Relay groups in end to end correlation position run exits and guard-only relays in multiple netblocks.

To identify groups of relays one can use the ContactInfo field of relays. This is the easiest method, but keep in mind, that field is completely optional and a relay operator can provide an arbitrary string. That means anyone can setup relays with other peoples contact addresses. A relay operators would notice that when we contact them to update their family configuration.

We use the contact string to group relays with the same (or similar) contact. Once we find groups we check if they meet all the requirements for end-to-end correlation (multiple netblocks, no or incomplete family configuration, guard and exit probability > 0%).

Since this list changes over time it would be a bit pointless to list these relays here, instead I’m pointing you to the regularly updated list a my OrNetStats page:

https://nusenu.github.io/OrNetStats/endtoend-correlation-groups

Note: I’m not saying that these groups actually perform any deanonymization attacks but we should not have to trust any individual tor relay operators (completely). That is a core principle of the Tor design.

Am I affected?

If you use one of the relays in the above list as your entry guard relay (static over multiple months) than you might sooner or later also use one of their exit relays (changes frequently) as well.
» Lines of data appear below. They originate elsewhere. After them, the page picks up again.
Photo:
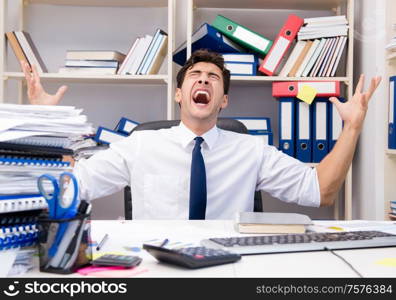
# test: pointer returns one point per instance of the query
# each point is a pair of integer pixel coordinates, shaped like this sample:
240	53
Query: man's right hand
35	91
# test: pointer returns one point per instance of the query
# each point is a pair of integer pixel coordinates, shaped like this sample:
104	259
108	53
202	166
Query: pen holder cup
73	250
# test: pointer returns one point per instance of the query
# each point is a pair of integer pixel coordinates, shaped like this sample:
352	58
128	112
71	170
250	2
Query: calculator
192	257
126	261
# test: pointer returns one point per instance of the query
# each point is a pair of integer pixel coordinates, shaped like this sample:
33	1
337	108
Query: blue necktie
197	183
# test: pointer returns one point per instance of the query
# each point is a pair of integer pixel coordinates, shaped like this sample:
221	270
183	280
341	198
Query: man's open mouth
201	97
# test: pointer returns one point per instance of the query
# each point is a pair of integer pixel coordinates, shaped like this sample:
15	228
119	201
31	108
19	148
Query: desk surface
131	235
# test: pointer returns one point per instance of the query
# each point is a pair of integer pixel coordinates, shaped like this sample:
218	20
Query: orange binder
281	44
291	88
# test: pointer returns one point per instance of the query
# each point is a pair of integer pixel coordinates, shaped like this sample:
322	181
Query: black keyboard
192	257
302	242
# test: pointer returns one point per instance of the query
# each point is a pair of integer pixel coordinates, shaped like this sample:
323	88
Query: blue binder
320	146
286	125
206	37
303	131
335	124
392	113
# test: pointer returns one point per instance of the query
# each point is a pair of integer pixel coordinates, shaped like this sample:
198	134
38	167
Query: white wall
56	29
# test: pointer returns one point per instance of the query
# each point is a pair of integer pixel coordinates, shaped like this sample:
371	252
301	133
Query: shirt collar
187	136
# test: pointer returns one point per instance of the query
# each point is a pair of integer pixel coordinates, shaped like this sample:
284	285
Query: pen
102	242
164	243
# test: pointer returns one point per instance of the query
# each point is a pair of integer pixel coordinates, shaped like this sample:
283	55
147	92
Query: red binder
281	44
291	88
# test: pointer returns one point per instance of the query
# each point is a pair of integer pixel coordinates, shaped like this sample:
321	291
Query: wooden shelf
260	80
133	3
114	79
271	4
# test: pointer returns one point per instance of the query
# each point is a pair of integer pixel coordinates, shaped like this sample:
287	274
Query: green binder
246	37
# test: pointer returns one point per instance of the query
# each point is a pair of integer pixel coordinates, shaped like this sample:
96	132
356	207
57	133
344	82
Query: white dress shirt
156	164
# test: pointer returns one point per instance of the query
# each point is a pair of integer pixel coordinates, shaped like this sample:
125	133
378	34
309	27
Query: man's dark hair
204	55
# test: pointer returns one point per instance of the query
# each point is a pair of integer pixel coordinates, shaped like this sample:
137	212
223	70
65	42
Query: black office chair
223	123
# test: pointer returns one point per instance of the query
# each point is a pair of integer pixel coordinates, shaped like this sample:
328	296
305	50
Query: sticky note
389	262
307	93
336	228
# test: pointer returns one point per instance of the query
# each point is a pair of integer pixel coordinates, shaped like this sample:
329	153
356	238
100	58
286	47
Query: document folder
256	125
319	135
246	37
206	37
335	124
286	125
303	131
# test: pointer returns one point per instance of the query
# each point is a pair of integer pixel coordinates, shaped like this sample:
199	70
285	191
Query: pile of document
33	140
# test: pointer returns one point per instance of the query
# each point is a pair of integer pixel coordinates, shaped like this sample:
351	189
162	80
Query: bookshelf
196	10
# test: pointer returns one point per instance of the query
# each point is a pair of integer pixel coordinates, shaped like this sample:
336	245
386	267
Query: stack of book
259	127
25	50
92	62
33	140
146	55
319	48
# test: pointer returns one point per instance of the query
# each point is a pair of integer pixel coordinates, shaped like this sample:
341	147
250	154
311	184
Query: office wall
104	104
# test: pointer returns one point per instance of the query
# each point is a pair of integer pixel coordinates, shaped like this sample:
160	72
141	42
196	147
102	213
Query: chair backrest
223	123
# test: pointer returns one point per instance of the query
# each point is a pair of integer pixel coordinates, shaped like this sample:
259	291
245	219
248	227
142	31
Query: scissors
57	206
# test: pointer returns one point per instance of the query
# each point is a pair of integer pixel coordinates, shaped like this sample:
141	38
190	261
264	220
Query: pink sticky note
94	269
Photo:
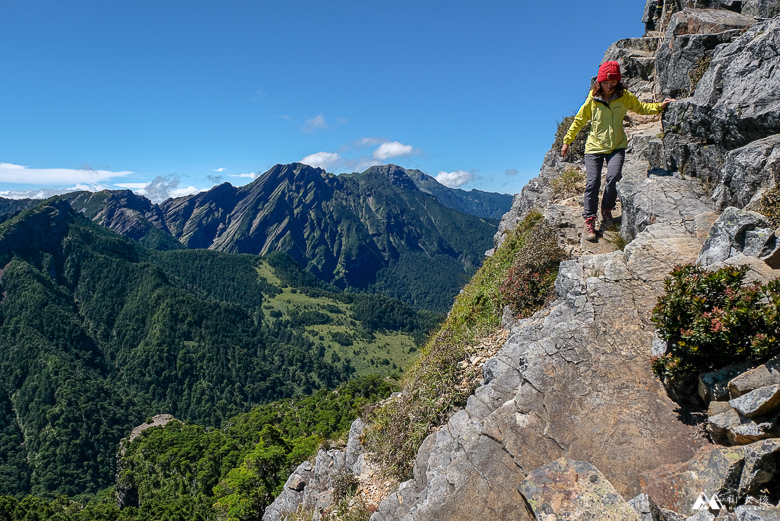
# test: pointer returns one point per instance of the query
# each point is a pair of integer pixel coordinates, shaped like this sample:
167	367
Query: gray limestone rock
702	515
646	508
759	402
731	473
551	378
636	57
715	384
761	376
761	8
730	428
311	485
748	172
757	513
569	489
651	199
736	101
705	21
681	61
737	231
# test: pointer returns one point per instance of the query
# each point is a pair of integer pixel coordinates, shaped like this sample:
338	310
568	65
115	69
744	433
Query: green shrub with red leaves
529	282
712	319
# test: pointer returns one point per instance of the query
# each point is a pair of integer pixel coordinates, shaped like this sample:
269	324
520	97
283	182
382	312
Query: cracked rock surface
573	381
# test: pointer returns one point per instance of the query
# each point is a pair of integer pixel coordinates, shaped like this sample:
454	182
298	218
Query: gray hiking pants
593	166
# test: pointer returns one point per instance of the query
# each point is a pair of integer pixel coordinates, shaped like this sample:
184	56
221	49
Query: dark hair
598	92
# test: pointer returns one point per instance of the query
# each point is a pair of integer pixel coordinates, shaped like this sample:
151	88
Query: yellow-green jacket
606	131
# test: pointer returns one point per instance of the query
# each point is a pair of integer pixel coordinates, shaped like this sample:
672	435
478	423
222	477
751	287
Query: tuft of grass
613	236
698	71
437	383
568	183
769	205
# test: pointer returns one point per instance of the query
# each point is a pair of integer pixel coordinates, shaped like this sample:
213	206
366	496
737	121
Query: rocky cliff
569	422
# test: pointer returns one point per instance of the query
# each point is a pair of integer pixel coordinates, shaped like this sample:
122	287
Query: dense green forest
98	333
183	471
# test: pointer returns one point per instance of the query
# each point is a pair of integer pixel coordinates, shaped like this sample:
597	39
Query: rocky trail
569	421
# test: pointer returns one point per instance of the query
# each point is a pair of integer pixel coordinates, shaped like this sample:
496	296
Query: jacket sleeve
582	117
634	105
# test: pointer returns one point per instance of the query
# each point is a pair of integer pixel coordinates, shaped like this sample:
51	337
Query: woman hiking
606	106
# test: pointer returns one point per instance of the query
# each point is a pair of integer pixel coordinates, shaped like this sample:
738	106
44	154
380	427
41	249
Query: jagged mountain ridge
369	230
95	326
379	230
569	421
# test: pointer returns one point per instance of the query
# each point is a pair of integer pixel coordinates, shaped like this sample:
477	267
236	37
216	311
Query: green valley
98	333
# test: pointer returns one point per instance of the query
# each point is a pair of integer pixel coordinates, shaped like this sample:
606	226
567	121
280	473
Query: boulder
569	489
761	8
636	57
737	231
728	427
757	513
759	272
715	384
572	381
748	172
728	472
682	60
646	508
759	402
705	21
761	376
702	515
651	199
736	101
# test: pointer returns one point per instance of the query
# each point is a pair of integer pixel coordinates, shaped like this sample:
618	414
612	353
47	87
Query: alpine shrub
568	183
577	149
529	282
710	320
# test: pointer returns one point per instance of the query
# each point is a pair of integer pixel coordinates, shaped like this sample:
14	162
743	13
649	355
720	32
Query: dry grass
569	183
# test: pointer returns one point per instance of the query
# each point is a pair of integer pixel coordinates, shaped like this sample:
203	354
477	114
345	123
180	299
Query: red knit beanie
609	71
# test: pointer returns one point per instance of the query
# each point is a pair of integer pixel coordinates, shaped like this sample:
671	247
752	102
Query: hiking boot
590	229
606	217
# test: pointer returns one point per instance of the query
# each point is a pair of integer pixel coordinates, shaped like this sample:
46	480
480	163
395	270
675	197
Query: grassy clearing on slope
438	382
332	324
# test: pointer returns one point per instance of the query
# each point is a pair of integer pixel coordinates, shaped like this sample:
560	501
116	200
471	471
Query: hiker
606	106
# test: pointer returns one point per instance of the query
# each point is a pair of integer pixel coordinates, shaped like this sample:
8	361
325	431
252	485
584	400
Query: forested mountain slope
373	230
376	231
97	333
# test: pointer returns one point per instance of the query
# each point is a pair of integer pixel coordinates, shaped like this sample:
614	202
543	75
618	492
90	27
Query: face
609	86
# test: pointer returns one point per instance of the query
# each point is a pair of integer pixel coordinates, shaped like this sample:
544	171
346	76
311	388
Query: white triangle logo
702	502
715	503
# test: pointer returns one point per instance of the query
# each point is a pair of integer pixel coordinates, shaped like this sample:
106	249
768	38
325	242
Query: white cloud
310	125
369	142
10	173
392	149
161	188
181	192
455	179
45	193
323	160
132	186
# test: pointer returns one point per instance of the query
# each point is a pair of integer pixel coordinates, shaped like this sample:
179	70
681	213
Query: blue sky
188	94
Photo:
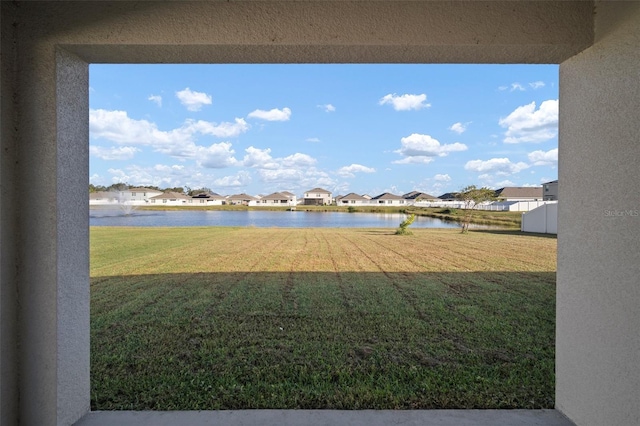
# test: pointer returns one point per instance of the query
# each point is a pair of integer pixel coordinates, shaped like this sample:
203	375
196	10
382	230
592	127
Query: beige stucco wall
44	296
598	300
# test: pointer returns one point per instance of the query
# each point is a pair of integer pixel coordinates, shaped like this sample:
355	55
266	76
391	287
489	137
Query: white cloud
499	166
526	124
349	171
458	127
216	156
113	153
242	178
422	149
504	183
272	115
298	160
193	101
259	158
118	127
405	102
162	175
327	107
156	98
222	130
544	158
442	178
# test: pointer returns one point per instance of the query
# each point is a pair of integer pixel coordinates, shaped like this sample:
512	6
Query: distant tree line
117	187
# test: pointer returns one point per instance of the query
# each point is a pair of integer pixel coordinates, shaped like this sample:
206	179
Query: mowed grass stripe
229	318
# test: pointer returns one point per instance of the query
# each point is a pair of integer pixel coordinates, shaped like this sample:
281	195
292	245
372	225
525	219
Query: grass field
230	318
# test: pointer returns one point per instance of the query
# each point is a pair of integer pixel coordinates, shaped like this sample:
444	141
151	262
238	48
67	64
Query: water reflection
260	219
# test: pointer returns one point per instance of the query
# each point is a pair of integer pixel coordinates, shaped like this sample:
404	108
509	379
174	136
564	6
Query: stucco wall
44	275
598	299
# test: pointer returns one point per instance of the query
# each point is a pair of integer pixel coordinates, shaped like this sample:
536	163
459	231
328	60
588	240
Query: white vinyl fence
543	220
496	206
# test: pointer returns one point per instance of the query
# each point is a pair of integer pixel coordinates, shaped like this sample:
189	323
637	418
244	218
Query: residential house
170	199
353	199
242	200
102	197
207	199
415	196
388	199
519	193
293	196
317	197
550	190
448	196
137	196
278	199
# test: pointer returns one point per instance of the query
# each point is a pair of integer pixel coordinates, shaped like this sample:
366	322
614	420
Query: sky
368	129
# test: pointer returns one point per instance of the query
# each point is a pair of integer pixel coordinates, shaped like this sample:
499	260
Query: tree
402	229
472	196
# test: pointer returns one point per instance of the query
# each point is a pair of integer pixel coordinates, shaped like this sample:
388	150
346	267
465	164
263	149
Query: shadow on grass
343	340
515	232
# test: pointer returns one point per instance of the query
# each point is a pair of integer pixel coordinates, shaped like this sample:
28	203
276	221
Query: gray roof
519	192
448	196
414	195
142	189
99	195
171	196
320	190
387	196
354	196
242	196
278	196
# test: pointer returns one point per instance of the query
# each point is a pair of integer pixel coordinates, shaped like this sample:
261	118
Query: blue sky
366	129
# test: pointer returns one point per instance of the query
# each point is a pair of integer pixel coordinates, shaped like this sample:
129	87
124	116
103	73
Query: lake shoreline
510	220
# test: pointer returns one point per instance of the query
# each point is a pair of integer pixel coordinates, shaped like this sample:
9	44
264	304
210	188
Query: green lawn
230	318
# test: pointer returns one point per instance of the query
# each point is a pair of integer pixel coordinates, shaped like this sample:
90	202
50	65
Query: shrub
402	229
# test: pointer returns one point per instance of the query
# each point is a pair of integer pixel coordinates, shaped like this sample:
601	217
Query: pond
260	219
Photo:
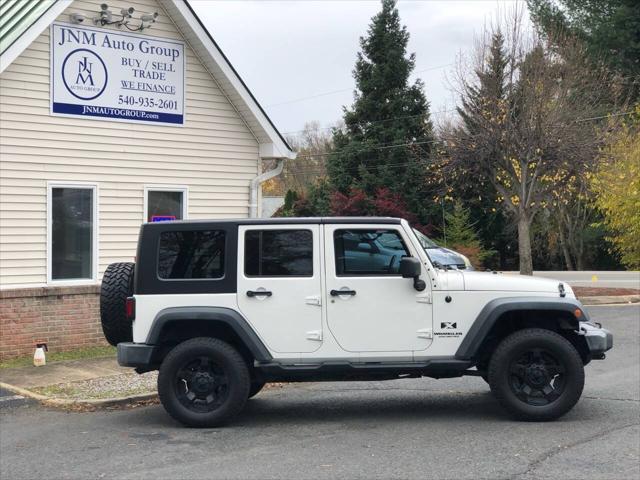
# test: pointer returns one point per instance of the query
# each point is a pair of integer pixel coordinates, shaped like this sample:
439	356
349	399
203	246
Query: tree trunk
565	249
524	244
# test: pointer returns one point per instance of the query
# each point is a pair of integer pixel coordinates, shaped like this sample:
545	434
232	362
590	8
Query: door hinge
423	298
315	335
313	300
425	333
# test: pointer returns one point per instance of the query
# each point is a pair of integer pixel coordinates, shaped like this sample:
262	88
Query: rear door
370	307
279	290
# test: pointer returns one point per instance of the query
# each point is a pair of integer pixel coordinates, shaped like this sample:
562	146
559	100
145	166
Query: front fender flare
493	310
227	316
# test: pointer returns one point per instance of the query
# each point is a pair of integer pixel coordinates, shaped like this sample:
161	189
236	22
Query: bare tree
525	124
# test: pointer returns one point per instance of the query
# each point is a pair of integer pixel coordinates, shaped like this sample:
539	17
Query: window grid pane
165	204
71	233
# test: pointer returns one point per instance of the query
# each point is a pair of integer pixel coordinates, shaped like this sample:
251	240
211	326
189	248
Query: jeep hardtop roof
276	221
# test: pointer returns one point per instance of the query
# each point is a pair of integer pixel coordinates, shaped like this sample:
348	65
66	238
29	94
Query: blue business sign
104	74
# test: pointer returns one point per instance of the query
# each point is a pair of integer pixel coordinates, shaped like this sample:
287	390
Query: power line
333	92
383	146
372	122
367	149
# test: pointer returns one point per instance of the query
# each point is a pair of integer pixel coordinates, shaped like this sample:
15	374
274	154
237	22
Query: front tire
203	382
536	374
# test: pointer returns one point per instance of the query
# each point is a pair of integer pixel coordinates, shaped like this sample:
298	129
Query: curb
86	402
610	300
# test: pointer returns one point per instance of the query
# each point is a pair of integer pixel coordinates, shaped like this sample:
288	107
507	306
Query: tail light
130	308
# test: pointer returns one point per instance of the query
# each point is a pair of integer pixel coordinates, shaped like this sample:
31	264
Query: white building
104	125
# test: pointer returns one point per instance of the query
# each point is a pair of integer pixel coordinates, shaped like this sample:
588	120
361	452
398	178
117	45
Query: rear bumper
137	355
599	340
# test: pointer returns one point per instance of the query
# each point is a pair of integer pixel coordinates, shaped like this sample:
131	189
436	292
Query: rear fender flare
227	316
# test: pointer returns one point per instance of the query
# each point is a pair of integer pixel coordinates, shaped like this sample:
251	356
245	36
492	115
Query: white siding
214	154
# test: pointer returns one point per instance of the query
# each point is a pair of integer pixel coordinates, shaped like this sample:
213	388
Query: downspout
255	184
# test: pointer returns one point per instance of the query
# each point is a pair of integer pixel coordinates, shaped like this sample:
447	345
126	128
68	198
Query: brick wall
63	317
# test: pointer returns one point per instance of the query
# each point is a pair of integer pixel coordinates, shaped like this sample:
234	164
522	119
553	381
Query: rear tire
536	374
203	382
117	285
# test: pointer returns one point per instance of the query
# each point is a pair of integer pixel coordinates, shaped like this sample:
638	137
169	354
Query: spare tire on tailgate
117	285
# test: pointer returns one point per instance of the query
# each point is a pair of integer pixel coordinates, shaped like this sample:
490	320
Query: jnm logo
84	72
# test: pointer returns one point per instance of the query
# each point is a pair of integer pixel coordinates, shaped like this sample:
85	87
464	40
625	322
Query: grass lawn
78	354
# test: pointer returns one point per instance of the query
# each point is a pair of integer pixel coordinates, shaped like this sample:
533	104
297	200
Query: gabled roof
21	21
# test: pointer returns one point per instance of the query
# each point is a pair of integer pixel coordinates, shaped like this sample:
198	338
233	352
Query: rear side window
368	252
278	253
191	254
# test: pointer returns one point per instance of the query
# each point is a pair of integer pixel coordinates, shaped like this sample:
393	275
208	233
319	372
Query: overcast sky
297	57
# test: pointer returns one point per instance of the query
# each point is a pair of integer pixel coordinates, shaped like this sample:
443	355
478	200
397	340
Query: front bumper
138	355
599	339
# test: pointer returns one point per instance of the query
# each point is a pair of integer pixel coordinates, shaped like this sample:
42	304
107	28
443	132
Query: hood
489	281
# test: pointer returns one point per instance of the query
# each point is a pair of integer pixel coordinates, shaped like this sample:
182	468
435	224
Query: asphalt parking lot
400	429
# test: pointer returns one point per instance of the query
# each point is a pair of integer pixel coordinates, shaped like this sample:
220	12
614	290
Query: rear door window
278	253
368	252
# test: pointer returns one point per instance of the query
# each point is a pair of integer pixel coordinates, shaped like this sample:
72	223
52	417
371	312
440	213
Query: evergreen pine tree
483	105
387	111
461	235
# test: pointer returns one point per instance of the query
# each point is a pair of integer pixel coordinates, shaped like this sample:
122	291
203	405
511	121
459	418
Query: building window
191	255
368	252
165	203
72	231
278	253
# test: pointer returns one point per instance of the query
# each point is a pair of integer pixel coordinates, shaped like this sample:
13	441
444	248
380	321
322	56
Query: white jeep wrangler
220	307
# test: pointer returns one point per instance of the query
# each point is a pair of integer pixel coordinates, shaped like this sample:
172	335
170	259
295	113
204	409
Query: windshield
425	241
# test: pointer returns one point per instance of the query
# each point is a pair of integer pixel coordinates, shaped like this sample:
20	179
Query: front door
371	308
279	285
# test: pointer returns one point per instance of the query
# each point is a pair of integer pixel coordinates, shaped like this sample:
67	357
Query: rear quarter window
190	255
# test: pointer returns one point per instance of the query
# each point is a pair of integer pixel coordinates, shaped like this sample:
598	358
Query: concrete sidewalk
61	372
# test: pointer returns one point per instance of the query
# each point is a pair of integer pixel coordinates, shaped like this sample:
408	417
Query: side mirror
410	268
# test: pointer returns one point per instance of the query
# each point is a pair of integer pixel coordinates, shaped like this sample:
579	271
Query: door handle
335	293
259	293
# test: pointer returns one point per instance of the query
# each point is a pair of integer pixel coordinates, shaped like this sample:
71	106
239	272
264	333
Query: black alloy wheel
536	374
203	382
201	385
537	377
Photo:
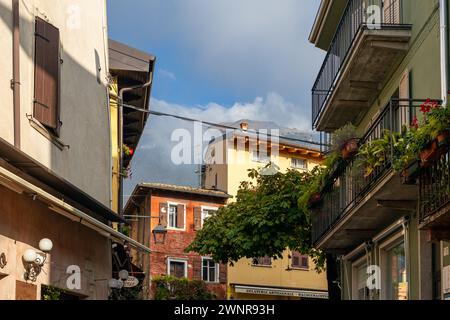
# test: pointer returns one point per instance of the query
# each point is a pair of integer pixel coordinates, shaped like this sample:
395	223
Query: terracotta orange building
181	211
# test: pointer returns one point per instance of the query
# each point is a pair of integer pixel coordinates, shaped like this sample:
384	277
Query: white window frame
298	168
204	208
355	266
385	246
262	265
216	280
300	268
169	204
178	260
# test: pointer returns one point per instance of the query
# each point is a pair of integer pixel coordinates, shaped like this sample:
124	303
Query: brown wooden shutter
46	75
197	266
391	11
222	273
163	214
295	260
180	216
197	218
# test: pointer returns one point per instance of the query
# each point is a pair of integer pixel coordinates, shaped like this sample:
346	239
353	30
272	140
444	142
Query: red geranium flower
415	123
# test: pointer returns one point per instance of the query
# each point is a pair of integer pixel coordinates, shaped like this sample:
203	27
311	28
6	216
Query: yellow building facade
130	72
292	277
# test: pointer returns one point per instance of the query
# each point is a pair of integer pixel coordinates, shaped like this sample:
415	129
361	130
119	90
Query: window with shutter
163	214
180	216
391	11
197	218
210	272
299	261
197	264
46	75
177	268
262	262
223	273
176	218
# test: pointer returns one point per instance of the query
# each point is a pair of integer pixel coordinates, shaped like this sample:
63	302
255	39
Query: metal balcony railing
348	186
355	18
435	186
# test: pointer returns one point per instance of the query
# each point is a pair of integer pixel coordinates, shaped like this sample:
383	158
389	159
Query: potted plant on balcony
439	124
373	154
345	141
435	130
405	160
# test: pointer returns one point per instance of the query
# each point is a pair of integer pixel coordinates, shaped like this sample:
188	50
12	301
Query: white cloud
167	74
152	162
273	108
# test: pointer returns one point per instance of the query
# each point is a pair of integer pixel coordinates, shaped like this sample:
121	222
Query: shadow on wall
86	164
83	105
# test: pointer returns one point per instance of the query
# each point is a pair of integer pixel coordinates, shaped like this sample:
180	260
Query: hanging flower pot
429	155
410	173
350	149
443	138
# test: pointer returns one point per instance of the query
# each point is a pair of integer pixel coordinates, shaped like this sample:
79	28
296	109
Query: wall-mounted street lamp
159	234
3	261
119	283
34	261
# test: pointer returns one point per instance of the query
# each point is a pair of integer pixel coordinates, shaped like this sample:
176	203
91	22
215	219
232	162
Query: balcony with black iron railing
370	41
434	200
355	207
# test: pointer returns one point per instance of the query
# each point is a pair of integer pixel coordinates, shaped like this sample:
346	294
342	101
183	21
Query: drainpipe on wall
120	131
15	82
444	49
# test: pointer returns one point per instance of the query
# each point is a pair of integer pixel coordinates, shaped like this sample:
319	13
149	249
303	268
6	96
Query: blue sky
221	60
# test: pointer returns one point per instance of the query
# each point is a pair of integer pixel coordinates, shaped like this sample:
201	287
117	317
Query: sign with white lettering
282	292
131	282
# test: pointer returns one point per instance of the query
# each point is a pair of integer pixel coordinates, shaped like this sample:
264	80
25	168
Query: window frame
307	268
53	134
209	208
262	265
355	267
383	249
305	168
175	204
258	159
216	268
178	260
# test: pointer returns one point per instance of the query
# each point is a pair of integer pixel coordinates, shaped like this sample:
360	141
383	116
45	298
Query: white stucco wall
83	107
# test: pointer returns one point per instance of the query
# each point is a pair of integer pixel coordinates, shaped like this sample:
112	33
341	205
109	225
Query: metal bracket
3	261
14	83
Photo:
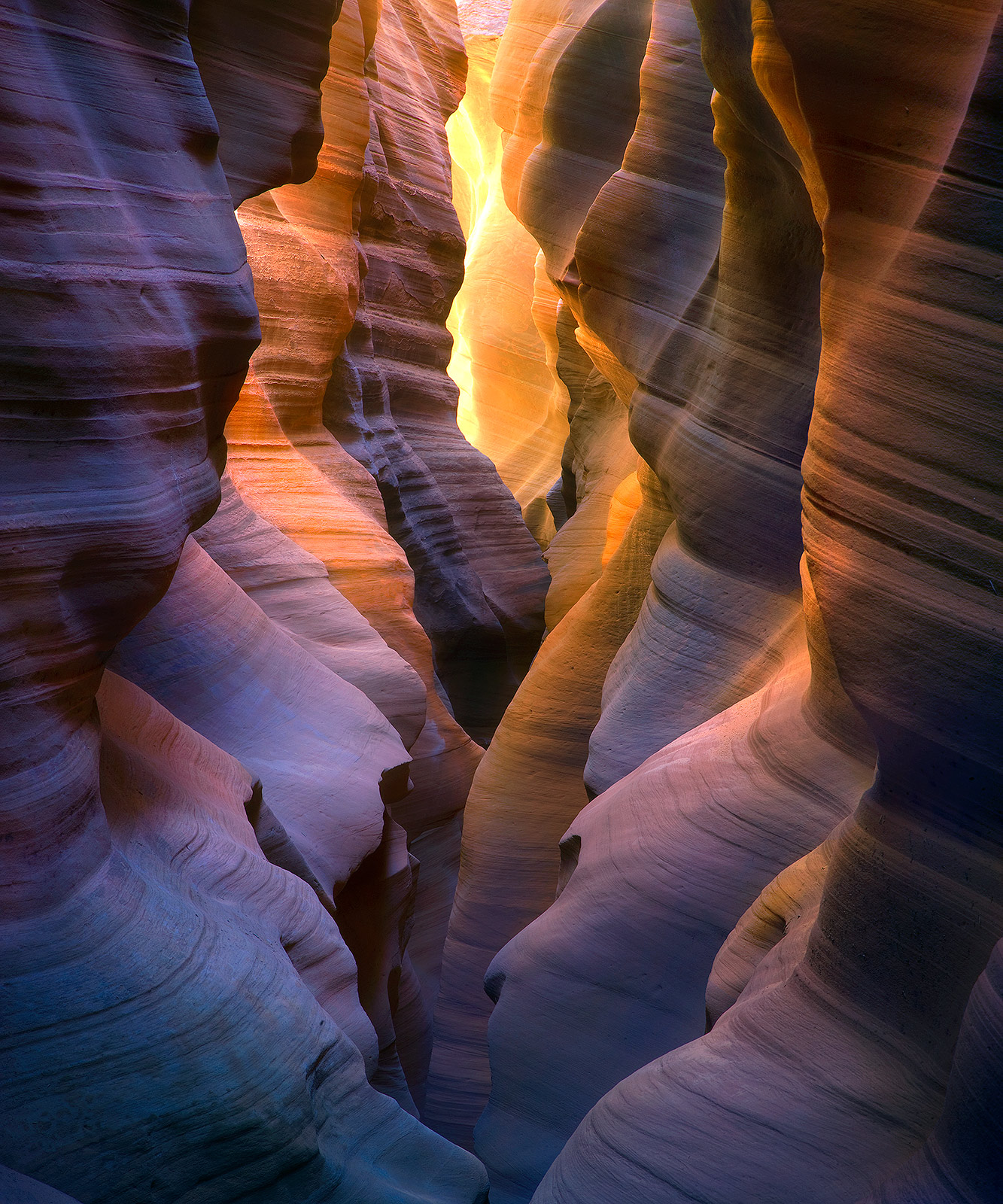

To find out if you use them currently as your entry-guard you can search for these fingerprints in your tor “state” file located in your tor client’s “DataDirectory”. The probability that you use them is around ~0.9% as of 2017–05–09. Even if they are not in the state file this might affect you in the future when your guard is rotated.

Mitigation

  • Try to contact relay operators to add proper MyFamily configurations to their relays. I do this occasionally since quite some time (that is also a reason why the list is shorter than it used to be) but some relay operators do not respond, have invalid or no contact info (and to be honest this is a boring task to do and I didn’t want to auto-generate these emails). If you do reach out to them, please be kind and thank them also for running relays (and put [email protected] or me in CC: so we can track who was contacted already). All operators on this list (with usable contactinfo) as of 2017–05–09 have been contacted (at least once).
  • Rise awareness and the importance of proper MyFamily (this blog post)
  • (Update 2017–05–09): Make MyFamily easier for relay operators. The current MyFamily design requires a relay operator to modify all relay configurations if they add a single new relay, that is cumbersome and one of the reasons why MyFamily configurations are often not updated. Proposal 242 could help with that. Other options are automation for relay operators, so they do not have to worry about that setting at all.
  • Technically it is possible to configure a tor client to not use these relays (ExcludeNodes, StrictNodes), but that does not scale, needs constant updating and if not everyone is excluding them, those that do might become more unique than others. You do not want to become the unique tor client. In reality it might be hard to single out tor clients that excluded 0.9% of guard capacity in their tor configuration. Another problem is that the list is based on unauthenticated contact information, so an attacker could trick you into excluding good relays (since the attacker would have to keep these relays running — an unlikely attack).
  • I also tried to contact Tor directory authorities. Not so successful (only one out of 7 replied). (One soon-to-be tor directory authority operator is actually on the list of end-to-end groups as well since a long time).